Correct it was signed by a big government president, but, he WROTE it!.
I fervently believe and hope that the political Republican Primary process will dump this turkey back to Az, FROM WHERE HE CAME. This certifiable idiot has already done extreme and calamitous damage to the Constitution of the US, qualifing himself as a "domestic enemy" with his McCain- Feingold bill that destroyed the first amendmentof the constitution of the US. This guy is one sick puppy.
No more lobbyists, no more groups like HillPac or Soros sticking their noses in elections they have no business being involved in and people would register to vote and become involved because they would have real power. And the politicians like McCain would have their butts at home because that's the only place they could raise $$$.
~LOL~ he hardly ever sets foot in the state.. was here a few days during Easter break and managed to get red in the face (from anger) when he made it to Sun City and started talking open borders. The guy is a Grade A fraud.
Congratulations for a great son.
I voted for GWB twice. And that was for one reason- the war on terror. He is the only president that can lead us in this war. But, I really believe that bush signed this bill as a political maneuver THINKING that SCOTUS would kill it. They killed part of it, but accepted part of it. So this Idiot McCain bill became law of the land. WE CANNOT HAVE THIS TURKEY AS OUR CANDIDATE IN 08! And Guilliani isn't any better! They're both RINO's.
It's obvious that most of our elected officials have no clue what the constitution says nor do they care.

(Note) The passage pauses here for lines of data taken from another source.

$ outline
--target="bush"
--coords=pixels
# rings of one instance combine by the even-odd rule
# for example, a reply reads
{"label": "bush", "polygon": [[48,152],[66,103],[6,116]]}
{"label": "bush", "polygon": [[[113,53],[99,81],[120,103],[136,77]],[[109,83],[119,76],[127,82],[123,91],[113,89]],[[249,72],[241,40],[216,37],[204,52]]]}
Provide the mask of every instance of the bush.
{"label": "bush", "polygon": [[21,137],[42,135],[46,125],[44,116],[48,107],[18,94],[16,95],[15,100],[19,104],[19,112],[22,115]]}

"The Constitution? You mean that paper in the bathroom?"
-John McCain
McCain is correct, the money in politics does corrupt. Remember the "Keating 5"? It was originally SIX. McCain got a pass, Alan Cranston (D-CA) was too sick to be prosecuted, and Don Riegle (D-??) didn't run again. Can't remember the others, all dems. Funny how McCain hinted indirectly that his colleagues can be (or have been) corrupted by money.